Evren não diz nada, mas checa a câmara, tira a trava de segurança e ergue a arma sem hesitar.

Eles são loucos!

Ian balança a cabeça. — Gente, isso é loucura.

Ainda bem! Não sou a única achando que esses irmãos perderam o juízo!

— Baixa a bola, Ian. Estamos sendo generosos aqui. — Jace lança um olhar de advertência para o amigo, o que o faz recuar. Então, Jace se vira para mim com um brilho de desafio nos olhos. — Estou te dando a chance de nos convencer a sentar com a sua mãe, Tabby. Mostre-nos que tem coragem de ficar parada enquanto quatro armas carregadas miram na sua cabecinha linda. Isso deve ser o suficiente para ganhar nossa atenção, não acha? — Ele inclina a cabeça levemente enquanto seus lábios se esticam em um sorriso diabólico. — Prove que nos quer tanto lá. Mostre que não é só da boca pra fora. A menos que você seja só garganta e nenhuma coragem, nossa doce meia-irmã.

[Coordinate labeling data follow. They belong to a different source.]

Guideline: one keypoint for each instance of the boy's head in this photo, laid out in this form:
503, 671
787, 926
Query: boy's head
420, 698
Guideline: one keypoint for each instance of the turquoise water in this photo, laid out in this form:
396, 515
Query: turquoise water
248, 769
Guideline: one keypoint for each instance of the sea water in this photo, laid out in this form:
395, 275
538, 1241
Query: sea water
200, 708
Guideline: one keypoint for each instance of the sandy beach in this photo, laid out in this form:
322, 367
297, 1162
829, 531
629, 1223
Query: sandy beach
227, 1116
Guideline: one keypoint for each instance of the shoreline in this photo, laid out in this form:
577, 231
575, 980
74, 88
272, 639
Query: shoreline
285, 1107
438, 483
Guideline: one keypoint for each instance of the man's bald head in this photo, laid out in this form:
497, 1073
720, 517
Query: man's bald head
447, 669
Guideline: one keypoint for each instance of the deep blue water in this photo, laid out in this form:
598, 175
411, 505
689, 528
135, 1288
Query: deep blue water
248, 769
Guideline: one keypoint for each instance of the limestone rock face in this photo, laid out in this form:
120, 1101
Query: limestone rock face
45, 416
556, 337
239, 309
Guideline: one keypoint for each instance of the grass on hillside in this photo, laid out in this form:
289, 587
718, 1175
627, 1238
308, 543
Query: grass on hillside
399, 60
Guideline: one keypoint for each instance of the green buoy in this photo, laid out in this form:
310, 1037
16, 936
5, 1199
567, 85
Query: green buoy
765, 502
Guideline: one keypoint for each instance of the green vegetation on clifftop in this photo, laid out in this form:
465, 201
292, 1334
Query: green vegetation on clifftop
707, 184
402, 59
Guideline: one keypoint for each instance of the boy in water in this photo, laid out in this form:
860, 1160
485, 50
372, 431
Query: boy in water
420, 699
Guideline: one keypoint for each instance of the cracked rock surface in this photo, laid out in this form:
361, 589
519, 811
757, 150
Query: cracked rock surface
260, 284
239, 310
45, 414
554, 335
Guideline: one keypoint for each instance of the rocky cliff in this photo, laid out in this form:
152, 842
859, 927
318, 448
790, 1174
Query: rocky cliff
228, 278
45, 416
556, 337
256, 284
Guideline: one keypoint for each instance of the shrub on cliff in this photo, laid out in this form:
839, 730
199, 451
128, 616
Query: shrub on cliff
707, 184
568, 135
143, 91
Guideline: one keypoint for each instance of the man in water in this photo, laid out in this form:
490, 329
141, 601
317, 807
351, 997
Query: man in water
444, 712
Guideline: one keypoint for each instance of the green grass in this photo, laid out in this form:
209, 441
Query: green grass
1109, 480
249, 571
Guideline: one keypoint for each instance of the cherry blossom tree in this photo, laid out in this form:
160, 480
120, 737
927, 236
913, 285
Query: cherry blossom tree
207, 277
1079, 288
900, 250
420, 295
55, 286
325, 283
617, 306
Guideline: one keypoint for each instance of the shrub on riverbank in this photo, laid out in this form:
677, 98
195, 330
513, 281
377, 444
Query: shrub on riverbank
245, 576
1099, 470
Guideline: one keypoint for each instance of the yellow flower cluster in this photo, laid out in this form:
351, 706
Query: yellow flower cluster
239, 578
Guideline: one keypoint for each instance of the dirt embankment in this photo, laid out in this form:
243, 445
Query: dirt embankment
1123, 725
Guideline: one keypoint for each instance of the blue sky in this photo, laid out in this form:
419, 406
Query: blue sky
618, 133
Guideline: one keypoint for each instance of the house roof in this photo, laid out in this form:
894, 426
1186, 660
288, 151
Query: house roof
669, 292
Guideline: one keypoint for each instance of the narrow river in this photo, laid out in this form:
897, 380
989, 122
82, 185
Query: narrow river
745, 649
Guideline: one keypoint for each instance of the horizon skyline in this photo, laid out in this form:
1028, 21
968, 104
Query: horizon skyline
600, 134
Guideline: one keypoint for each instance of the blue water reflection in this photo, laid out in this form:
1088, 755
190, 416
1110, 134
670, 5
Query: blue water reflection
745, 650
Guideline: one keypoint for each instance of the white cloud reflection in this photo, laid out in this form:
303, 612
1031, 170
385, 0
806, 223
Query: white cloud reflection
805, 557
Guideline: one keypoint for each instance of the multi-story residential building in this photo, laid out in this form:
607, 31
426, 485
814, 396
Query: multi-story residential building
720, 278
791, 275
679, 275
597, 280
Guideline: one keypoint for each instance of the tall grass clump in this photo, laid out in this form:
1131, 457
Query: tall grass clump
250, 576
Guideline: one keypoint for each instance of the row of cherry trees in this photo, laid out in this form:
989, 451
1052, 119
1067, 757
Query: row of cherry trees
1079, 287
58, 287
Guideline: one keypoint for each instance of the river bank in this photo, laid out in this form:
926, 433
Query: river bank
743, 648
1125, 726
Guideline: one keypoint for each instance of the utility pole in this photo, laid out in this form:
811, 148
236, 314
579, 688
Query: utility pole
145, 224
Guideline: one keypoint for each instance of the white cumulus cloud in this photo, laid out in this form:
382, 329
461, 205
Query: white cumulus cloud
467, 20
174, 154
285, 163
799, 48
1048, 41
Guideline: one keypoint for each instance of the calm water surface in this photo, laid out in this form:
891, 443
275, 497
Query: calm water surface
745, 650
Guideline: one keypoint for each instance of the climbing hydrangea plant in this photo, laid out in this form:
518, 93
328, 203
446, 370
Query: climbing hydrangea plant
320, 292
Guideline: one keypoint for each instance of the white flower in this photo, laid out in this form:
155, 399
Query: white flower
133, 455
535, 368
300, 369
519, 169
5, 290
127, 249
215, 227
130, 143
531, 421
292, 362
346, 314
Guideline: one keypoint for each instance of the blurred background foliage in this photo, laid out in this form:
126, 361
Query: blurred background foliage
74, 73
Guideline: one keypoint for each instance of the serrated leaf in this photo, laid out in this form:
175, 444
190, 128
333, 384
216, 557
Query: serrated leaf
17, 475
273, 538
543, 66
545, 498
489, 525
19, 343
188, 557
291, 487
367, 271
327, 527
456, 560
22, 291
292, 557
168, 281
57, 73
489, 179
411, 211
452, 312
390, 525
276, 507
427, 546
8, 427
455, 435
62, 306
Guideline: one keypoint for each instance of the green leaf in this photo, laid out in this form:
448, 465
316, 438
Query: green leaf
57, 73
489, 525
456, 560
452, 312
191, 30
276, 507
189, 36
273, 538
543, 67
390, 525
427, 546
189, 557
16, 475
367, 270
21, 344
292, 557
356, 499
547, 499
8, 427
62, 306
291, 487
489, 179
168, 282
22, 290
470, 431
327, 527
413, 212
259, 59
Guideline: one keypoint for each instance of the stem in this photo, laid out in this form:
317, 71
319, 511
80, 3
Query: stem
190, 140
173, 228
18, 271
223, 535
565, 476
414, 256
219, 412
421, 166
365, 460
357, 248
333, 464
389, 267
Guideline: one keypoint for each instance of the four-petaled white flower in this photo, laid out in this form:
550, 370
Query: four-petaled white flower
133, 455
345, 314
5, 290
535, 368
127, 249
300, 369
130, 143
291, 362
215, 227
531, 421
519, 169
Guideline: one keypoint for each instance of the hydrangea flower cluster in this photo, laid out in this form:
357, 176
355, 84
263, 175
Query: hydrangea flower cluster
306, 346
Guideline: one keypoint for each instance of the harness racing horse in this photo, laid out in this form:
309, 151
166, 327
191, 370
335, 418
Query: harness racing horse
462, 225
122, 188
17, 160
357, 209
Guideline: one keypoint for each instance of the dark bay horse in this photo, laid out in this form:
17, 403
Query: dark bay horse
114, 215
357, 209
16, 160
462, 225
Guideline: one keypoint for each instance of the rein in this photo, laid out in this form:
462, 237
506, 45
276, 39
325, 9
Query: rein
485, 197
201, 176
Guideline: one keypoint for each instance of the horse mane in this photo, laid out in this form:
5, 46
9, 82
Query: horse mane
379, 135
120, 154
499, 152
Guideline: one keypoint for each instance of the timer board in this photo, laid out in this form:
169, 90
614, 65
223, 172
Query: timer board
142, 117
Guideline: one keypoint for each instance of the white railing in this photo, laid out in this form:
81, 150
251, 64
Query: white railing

Reed cruza os braços sobre o peito, esperando minha reação. Evren e Luca também me encaram como se eu fosse uma atração de circo que eles pagaram para ver. Fuzilo Jace com o olhar, e depois cada um deles. Eles estão mesmo falando sério! Querem me usar como alvo de treino para satisfazer seus hobbies sádicos. Inacreditável.

Reed ergue uma sobrancelha enquanto brinca com a arma — zombando de mim, como se me instigasse a ter medo, a fugir chorando como eu costumava fazer no ensino médio.

Mas hoje não.

Meus dedos tremem levemente, mas eu marcho pelo estande de tiro. Pego quatro maçãs da cesta perto da mesa e as posiciono como eles disseram. Uma na minha cabeça. Uma em cada ombro. Uma equilibrada na minha palma. Os quatro irmãos parecem surpresos com a minha bravura inesperada — ou estupidez. É muito cedo para dizer. Eles olham para mim como se me tivessem nascido duas cabeças.

— Ah, olha só que ousadia. Onde você escondeu isso durante o ensino médio? — Jace provoca. Seu tom tem a intenção de ser zombeteiro, mas consigo detectar um traço de choque na forma como ele me olha. Como se não esperasse que eu levasse seu desafio a sério.

Bem, o azar é o deles. Se vou ser uma idiota aos olhos deles não importa o que eu faça, prefiro ser uma idiota atrevida. Pelo menos morrerei com a minha dignidade intacta.

Wilson, Wyatt, Ian e Rye estão claramente desconfortáveis. Mas ninguém os impede. Os irmãos Aldair trocam olhares significativos enquanto me posiciono ao lado dos alvos de treino.

— O que estão esperando, meios-irmãos? Atirem. A menos que ainda estejam esperando as instruções do papai sobre como usar seus brinquedos de gente grande? — Estreito os olhos para eles. Minhas pernas estão a um sopro de tremer, mas eu fortaleço minha determinação. Eu me recuso a mostrar a eles qualquer sinal de fraqueza ou medo. — Ou talvez estejam preocupados em errar de verdade. Isso seria vergonhoso, não seria? Futuros alfas com mira perfeita... assustados demais para atirar em uma garota segurando frutas.